On the eve of the 75th anniversary of VE Day, the Mayor of Wirral, Councillor Tony Smith, reflects on the commemorations and the current public health emergency.
“The 75th anniversary of VE Day will be marked in a very different way than we envisaged just a few months ago. The coronavirus situation means that street parties and other public gatherings are no longer possible, but ‘Stay at Home Street Parties’ offer a safe and responsible way for us to mark the day. I am looking forward to seeing how people have decorated the front of their homes in red, white and blue while I take my hour of exercise tomorrow morning.
"At 11.00am I would encourage everyone who can to take a moment to reflect on events 75 years ago. Like millions of others across the country, the Mayoress and myself will observe a two minute silence to honour the service and sacrifice of the Second World War generation.

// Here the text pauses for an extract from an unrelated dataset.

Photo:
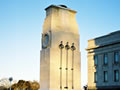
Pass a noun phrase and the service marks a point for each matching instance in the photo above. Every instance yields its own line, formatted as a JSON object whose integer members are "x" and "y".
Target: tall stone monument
{"x": 60, "y": 54}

"I hope people will join in to remember that generation of young people who put on a uniform and left their homes and families to travel to every corner of the globe, where they faced the greatest dangers imaginable.
"I will also remember the role played by all those in the merchant navy, whose incredible bravery in the face of U-boat wolfpacks, helped keep vital supply lines open and the whole nation fed.
"The critical part played by those who stayed here in Wirral, many in reserved occupations, should also be remembered and celebrated.
"Our shipyard workers made an immense contribution which must never be forgotten. 12,000 men and women worked around the clock at Cammell Laird, building 106 naval vessels at the incredible rate of one every 21 days. No less important was their ship repair work, which allowed more than 2,000 merchant and naval vessels to return to service.
"There are so many other examples - from flour-millers to munitions workers, bus drivers to farmers and dockers to soap-makers – the people of Wirral rolled up their sleeves and made a huge contribution to the long and painful struggle to defeat Nazism.
"Although circumstances today are very different to those of 75 years ago, we once again face an enormous challenge. Coronavirus continues to change our way of life and is having a terrible impact on people here and around the world.
"But just as the wartime generation did before us, people and communities have come together to support one another and overcome a common threat. I think the Royal British Legion summed it up perfectly when they recently said, ‘Be kind. Unite. We can, and we will, pull through this together.’
"Enjoy the bank holiday, take time to remember and please stay home, stay safe and look out for one another.”